Los Koboldów w Krzywej Górze nigdy nie był przyjemny. Ich rozwój był bardzo ograniczony, poprzez szybką ekspansję Krasnoludów. Wypierane koboldy nigdy nie miały takiego poziomu ucywilizowania jak pozostali mieszkańcy. Można by powiedzieć, że były wręcz na wyginięciu.
Jednak niespodziewanie doszło do wyrównania szal sił w Krzywej Górze i koboldy pożarły ze smakiem ich kawałek ciasta. Wraz ze zniknięciem krasnoludów przejęły część ich dawnych sal i spokojnie wyrównały swój zły stan rasy.
Sefira Sharv'ell, wielki błyszczący kamień utrzymujący widoczną Więź Magii. Dotąd coś takiego było spotkane tylko w Nexusie. Nie wiadomo do końca czym jest ta błyskotka. Zwykłym kamieniem o magicznych zdolnościach, pozostałością po Starym Bogu jak to wierzą Koboldy, czy być może samym potężnym Magicznym Rdzeniem.

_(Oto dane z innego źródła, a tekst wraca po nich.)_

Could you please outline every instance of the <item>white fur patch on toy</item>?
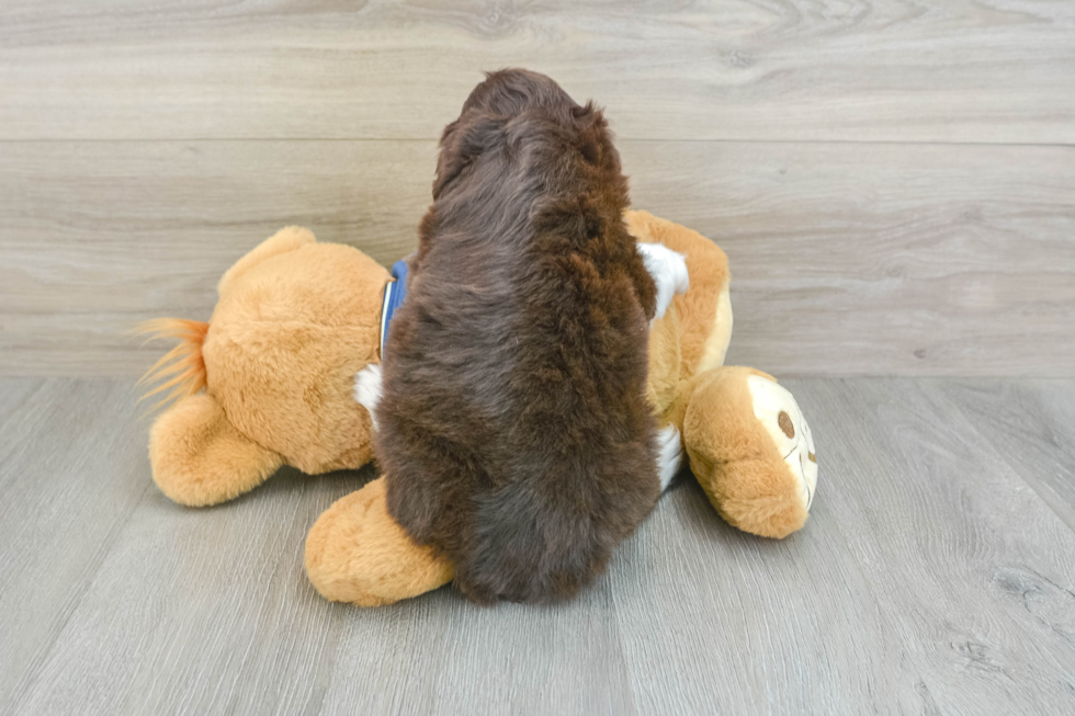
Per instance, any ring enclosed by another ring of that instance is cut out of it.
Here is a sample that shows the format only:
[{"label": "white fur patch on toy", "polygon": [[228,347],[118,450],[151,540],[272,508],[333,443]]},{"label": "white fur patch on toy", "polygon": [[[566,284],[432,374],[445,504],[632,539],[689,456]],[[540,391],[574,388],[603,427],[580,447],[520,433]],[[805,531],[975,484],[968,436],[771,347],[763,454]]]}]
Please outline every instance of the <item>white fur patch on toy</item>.
[{"label": "white fur patch on toy", "polygon": [[637,247],[646,271],[657,284],[657,312],[654,318],[663,318],[676,294],[686,293],[690,287],[687,257],[660,243],[640,242]]},{"label": "white fur patch on toy", "polygon": [[672,478],[683,464],[683,441],[676,425],[667,425],[657,432],[657,475],[660,477],[660,491],[671,485]]},{"label": "white fur patch on toy", "polygon": [[373,421],[373,429],[377,429],[377,404],[381,402],[381,364],[371,363],[354,374],[354,400],[366,409],[370,419]]},{"label": "white fur patch on toy", "polygon": [[772,436],[784,463],[799,480],[803,504],[808,511],[817,491],[817,456],[803,411],[787,388],[769,378],[751,375],[747,378],[747,387],[754,401],[754,414]]}]

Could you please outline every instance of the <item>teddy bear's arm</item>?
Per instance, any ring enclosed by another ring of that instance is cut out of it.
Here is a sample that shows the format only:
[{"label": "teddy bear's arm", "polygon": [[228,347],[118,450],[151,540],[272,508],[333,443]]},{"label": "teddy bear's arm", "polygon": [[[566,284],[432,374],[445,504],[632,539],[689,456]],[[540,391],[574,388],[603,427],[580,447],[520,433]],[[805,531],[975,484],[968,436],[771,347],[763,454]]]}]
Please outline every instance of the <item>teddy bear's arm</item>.
[{"label": "teddy bear's arm", "polygon": [[451,562],[388,512],[384,477],[337,500],[306,538],[306,573],[325,599],[380,606],[450,582]]},{"label": "teddy bear's arm", "polygon": [[284,458],[236,430],[216,399],[199,393],[182,398],[154,422],[149,462],[165,495],[181,504],[204,507],[252,490]]}]

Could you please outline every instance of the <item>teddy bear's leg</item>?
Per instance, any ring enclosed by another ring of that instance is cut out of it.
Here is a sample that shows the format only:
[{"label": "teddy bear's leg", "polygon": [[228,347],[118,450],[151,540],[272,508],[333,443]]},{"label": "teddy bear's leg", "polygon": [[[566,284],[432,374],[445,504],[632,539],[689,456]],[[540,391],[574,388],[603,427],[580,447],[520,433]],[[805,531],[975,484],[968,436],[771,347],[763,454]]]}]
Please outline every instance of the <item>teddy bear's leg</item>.
[{"label": "teddy bear's leg", "polygon": [[695,376],[683,442],[694,476],[734,526],[785,537],[806,522],[817,486],[814,442],[772,376],[735,366]]},{"label": "teddy bear's leg", "polygon": [[181,504],[217,504],[252,490],[283,458],[228,422],[220,405],[199,393],[154,422],[149,462],[161,491]]},{"label": "teddy bear's leg", "polygon": [[306,573],[325,599],[380,606],[452,580],[452,565],[388,513],[384,477],[337,500],[306,537]]}]

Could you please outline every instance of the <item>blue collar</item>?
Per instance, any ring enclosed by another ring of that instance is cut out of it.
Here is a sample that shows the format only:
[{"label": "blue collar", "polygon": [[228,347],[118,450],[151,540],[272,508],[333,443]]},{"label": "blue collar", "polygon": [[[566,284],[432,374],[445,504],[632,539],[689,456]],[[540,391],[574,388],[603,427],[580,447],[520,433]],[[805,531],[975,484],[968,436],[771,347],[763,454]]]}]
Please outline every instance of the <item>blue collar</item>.
[{"label": "blue collar", "polygon": [[384,363],[384,346],[388,342],[388,327],[396,309],[407,298],[407,259],[392,264],[392,281],[384,288],[384,304],[381,307],[381,362]]}]

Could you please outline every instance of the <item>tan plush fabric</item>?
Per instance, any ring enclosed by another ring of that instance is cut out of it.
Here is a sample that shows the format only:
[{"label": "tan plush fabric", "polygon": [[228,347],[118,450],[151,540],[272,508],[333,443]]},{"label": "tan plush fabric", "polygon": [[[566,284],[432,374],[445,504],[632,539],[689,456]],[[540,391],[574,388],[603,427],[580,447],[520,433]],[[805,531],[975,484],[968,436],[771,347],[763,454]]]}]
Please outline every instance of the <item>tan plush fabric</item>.
[{"label": "tan plush fabric", "polygon": [[186,350],[176,354],[189,391],[205,393],[172,406],[151,430],[154,478],[165,493],[213,504],[282,464],[315,474],[367,463],[371,421],[352,386],[355,373],[380,362],[387,282],[361,251],[317,243],[297,227],[241,258],[220,280],[207,329],[188,331]]},{"label": "tan plush fabric", "polygon": [[306,537],[306,573],[326,599],[391,604],[452,580],[452,566],[388,514],[385,479],[337,500]]},{"label": "tan plush fabric", "polygon": [[204,393],[189,396],[161,416],[149,435],[149,464],[160,490],[180,504],[204,507],[261,485],[283,465],[228,422]]},{"label": "tan plush fabric", "polygon": [[783,456],[755,418],[747,377],[754,368],[726,366],[694,378],[683,419],[691,470],[716,511],[732,525],[785,537],[806,522],[806,505]]},{"label": "tan plush fabric", "polygon": [[[687,255],[691,286],[672,302],[680,321],[680,377],[686,380],[699,370],[716,367],[724,361],[724,351],[732,336],[731,310],[718,311],[721,294],[727,289],[732,279],[727,255],[698,231],[648,212],[627,212],[624,219],[637,240],[656,241]],[[722,339],[723,344],[720,343]],[[718,355],[720,361],[703,365],[702,360],[706,355]]]}]

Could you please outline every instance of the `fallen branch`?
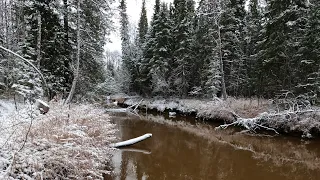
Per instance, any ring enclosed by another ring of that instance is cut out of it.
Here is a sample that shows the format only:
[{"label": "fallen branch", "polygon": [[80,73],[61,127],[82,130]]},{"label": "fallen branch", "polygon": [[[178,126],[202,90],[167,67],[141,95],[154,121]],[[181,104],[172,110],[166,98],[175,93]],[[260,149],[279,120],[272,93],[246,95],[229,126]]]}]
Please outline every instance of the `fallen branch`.
[{"label": "fallen branch", "polygon": [[143,141],[145,139],[148,139],[149,137],[152,137],[152,134],[148,133],[148,134],[145,134],[145,135],[133,138],[133,139],[110,144],[110,147],[119,148],[119,147],[123,147],[123,146],[130,146],[130,145],[136,144],[140,141]]},{"label": "fallen branch", "polygon": [[[131,113],[131,114],[139,116],[137,111],[136,111],[136,109],[139,107],[139,105],[142,102],[142,100],[143,99],[141,99],[139,103],[134,104],[132,106],[129,106],[127,108],[114,108],[114,109],[107,109],[106,111],[107,112],[114,112],[114,113]],[[135,107],[135,108],[132,109],[133,107]]]},{"label": "fallen branch", "polygon": [[[216,127],[215,129],[226,129],[229,126],[242,126],[246,128],[248,131],[255,132],[256,129],[265,129],[268,131],[273,131],[276,134],[279,134],[276,128],[271,128],[268,126],[272,126],[274,123],[280,121],[286,121],[287,123],[298,121],[299,116],[306,113],[317,113],[320,112],[318,109],[307,109],[307,110],[298,110],[298,111],[283,111],[278,113],[261,113],[255,118],[241,118],[239,116],[234,116],[235,121],[230,124],[224,124]],[[278,119],[278,121],[277,121]],[[300,118],[301,119],[301,118]],[[303,131],[304,134],[309,135],[309,130]]]}]

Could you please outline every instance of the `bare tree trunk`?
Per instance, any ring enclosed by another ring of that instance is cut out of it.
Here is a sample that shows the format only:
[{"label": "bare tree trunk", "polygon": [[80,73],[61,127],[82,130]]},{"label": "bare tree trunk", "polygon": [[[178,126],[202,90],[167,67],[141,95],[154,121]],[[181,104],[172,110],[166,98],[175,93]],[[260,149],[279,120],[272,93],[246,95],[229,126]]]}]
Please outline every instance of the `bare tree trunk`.
[{"label": "bare tree trunk", "polygon": [[219,39],[219,59],[220,59],[220,71],[221,71],[222,97],[224,100],[226,100],[227,99],[227,90],[226,90],[226,83],[225,83],[225,79],[224,79],[223,60],[222,60],[221,29],[220,29],[219,23],[217,23],[217,26],[218,26],[218,39]]},{"label": "bare tree trunk", "polygon": [[79,78],[79,64],[80,64],[80,0],[78,0],[77,3],[77,62],[76,62],[76,68],[74,70],[74,78],[72,81],[71,90],[69,92],[69,96],[65,103],[70,103],[72,100],[72,97],[74,95],[74,92],[76,90],[76,84]]},{"label": "bare tree trunk", "polygon": [[12,55],[15,55],[16,57],[20,58],[21,60],[23,60],[24,62],[26,62],[27,64],[29,64],[34,70],[36,70],[37,73],[40,75],[40,77],[41,77],[41,79],[42,79],[42,83],[44,84],[45,88],[46,88],[47,91],[48,91],[48,92],[47,92],[48,98],[50,97],[49,88],[48,88],[48,85],[47,85],[46,80],[44,79],[43,74],[41,73],[41,71],[40,71],[34,64],[32,64],[31,61],[29,61],[28,59],[20,56],[19,54],[17,54],[17,53],[15,53],[15,52],[13,52],[13,51],[11,51],[11,50],[9,50],[9,49],[1,46],[1,45],[0,45],[0,49],[4,50],[4,51],[6,51],[6,52],[8,52],[8,53],[10,53],[10,54],[12,54]]},{"label": "bare tree trunk", "polygon": [[38,12],[37,68],[41,65],[41,14]]}]

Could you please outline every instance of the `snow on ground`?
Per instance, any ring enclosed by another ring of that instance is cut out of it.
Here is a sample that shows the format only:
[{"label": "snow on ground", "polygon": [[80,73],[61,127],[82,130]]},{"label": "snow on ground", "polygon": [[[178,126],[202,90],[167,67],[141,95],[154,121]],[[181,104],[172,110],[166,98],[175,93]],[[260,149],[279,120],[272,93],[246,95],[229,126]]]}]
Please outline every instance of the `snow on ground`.
[{"label": "snow on ground", "polygon": [[[141,98],[128,99],[127,105],[134,105]],[[197,117],[210,120],[223,120],[230,125],[243,126],[248,130],[279,130],[284,133],[300,133],[304,138],[320,134],[320,108],[289,109],[275,111],[275,104],[263,99],[228,98],[215,99],[144,99],[140,107],[178,111],[182,114],[195,113]],[[223,128],[228,127],[221,126]]]},{"label": "snow on ground", "polygon": [[103,109],[51,102],[42,115],[18,105],[0,100],[0,179],[103,179],[109,173],[115,126]]}]

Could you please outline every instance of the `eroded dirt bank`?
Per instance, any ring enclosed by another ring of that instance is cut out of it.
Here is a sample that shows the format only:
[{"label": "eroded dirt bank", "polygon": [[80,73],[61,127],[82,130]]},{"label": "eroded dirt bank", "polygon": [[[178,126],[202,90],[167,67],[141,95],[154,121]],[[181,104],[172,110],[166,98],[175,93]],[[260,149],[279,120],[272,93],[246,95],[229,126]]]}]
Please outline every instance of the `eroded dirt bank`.
[{"label": "eroded dirt bank", "polygon": [[[123,102],[125,106],[139,104],[142,98],[136,97]],[[289,104],[290,105],[290,104]],[[206,121],[219,122],[218,129],[229,125],[240,126],[249,132],[270,131],[275,134],[319,137],[320,109],[300,107],[295,104],[286,109],[282,105],[261,99],[234,99],[226,101],[198,99],[143,99],[140,110],[175,112],[192,115]],[[223,125],[226,123],[225,125]]]}]

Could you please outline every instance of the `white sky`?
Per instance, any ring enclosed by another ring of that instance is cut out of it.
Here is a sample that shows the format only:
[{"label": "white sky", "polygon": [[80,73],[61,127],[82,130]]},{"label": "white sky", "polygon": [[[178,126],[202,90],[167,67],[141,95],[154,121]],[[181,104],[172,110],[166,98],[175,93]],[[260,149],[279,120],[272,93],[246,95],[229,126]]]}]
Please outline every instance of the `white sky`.
[{"label": "white sky", "polygon": [[[115,7],[119,6],[120,0],[117,0],[117,2],[114,4]],[[173,2],[173,0],[160,0],[160,2]],[[129,17],[129,22],[131,24],[134,24],[137,26],[140,18],[141,13],[141,6],[142,6],[142,0],[126,0],[127,3],[127,14]],[[147,9],[147,16],[148,21],[150,21],[151,16],[153,14],[153,6],[154,6],[155,0],[146,0],[146,9]],[[112,43],[108,43],[105,46],[105,49],[107,51],[121,51],[121,39],[120,39],[120,30],[119,30],[119,12],[115,11],[115,17],[114,22],[116,26],[116,32],[112,32],[112,34],[109,36]]]}]

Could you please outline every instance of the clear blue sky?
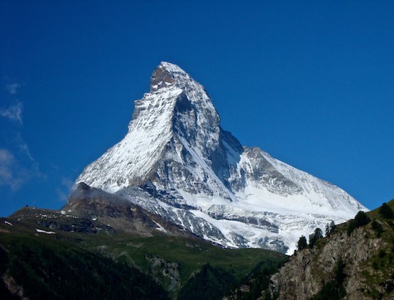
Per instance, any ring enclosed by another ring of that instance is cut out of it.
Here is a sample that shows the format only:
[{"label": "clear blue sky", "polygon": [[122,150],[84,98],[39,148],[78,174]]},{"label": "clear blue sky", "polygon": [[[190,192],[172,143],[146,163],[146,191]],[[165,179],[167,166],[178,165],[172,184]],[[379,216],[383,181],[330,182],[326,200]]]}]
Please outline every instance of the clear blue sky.
[{"label": "clear blue sky", "polygon": [[[59,208],[161,60],[243,145],[394,198],[394,1],[0,2],[0,216]],[[116,4],[115,4],[116,3]]]}]

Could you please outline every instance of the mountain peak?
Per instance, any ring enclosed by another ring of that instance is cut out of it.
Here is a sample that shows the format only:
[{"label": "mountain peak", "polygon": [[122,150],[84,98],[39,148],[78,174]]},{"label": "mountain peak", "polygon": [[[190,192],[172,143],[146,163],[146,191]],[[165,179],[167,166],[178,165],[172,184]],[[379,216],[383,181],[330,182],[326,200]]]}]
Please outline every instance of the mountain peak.
[{"label": "mountain peak", "polygon": [[161,62],[150,77],[150,91],[173,85],[181,88],[182,82],[191,79],[190,76],[176,64]]},{"label": "mountain peak", "polygon": [[340,188],[242,147],[204,87],[162,62],[124,138],[77,179],[226,247],[292,252],[297,239],[364,210]]}]

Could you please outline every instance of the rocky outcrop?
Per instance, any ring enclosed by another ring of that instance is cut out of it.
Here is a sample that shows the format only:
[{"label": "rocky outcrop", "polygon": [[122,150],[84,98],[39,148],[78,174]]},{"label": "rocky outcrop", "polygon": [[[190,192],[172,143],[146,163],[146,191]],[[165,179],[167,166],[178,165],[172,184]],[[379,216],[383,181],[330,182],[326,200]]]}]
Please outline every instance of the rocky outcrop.
[{"label": "rocky outcrop", "polygon": [[384,238],[391,236],[392,229],[385,221],[375,222],[384,228],[386,236],[377,233],[373,223],[348,236],[347,225],[343,224],[329,237],[319,240],[313,248],[296,252],[271,277],[268,292],[280,299],[312,299],[325,285],[335,280],[336,268],[340,264],[345,299],[393,299],[387,285],[393,279],[391,274],[394,274],[390,262],[394,249],[391,241]]}]

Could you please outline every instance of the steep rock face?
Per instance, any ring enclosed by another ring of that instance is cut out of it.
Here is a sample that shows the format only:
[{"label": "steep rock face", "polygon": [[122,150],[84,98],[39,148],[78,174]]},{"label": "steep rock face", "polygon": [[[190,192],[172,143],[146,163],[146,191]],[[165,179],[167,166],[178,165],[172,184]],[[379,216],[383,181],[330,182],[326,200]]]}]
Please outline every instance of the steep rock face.
[{"label": "steep rock face", "polygon": [[375,222],[382,226],[383,234],[371,222],[348,236],[343,224],[312,249],[294,254],[271,277],[270,288],[264,293],[279,299],[312,299],[325,285],[338,279],[338,266],[342,264],[345,299],[392,299],[394,227],[387,220]]},{"label": "steep rock face", "polygon": [[340,188],[244,147],[200,84],[161,62],[124,138],[76,183],[115,193],[225,247],[292,252],[301,234],[365,210]]}]

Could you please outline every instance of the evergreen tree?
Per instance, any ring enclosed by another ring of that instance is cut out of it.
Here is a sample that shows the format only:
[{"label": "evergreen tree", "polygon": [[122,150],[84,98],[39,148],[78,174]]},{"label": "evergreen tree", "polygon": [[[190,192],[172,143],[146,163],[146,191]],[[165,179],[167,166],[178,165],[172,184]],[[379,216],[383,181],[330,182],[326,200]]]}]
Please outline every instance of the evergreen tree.
[{"label": "evergreen tree", "polygon": [[379,208],[379,213],[384,218],[394,218],[394,212],[386,203],[384,203],[382,204],[382,206]]},{"label": "evergreen tree", "polygon": [[313,234],[310,234],[309,236],[309,245],[312,248],[317,242],[317,240],[319,238],[323,238],[323,232],[320,228],[316,228],[314,229],[314,232]]},{"label": "evergreen tree", "polygon": [[305,249],[308,246],[308,243],[306,242],[306,238],[303,236],[301,236],[299,238],[297,243],[297,249],[299,250],[302,250],[303,249]]}]

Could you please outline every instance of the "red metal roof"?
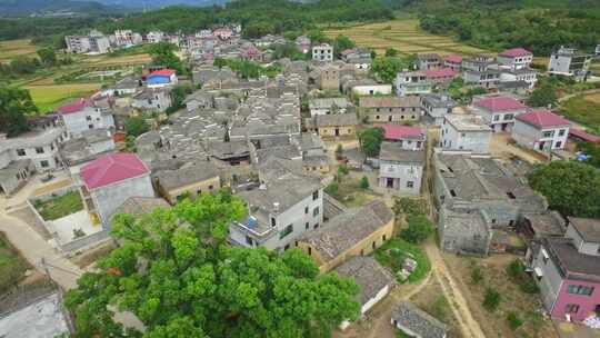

Krzywo Górscy uwielbiają spędzać czas... przy muzyce. Uważają ją za coś łączącego wszystkie rasy, każdy kobold ma u siebie w domu co najmniej bębenki, ale zwyczajnym standardowym wyposażeniem jest lutnia czy mandolina. To z pewnością pomoże Czarnym Krukom w przeprawie i postawi bohaterów przy wielu komicznych sytuacjach.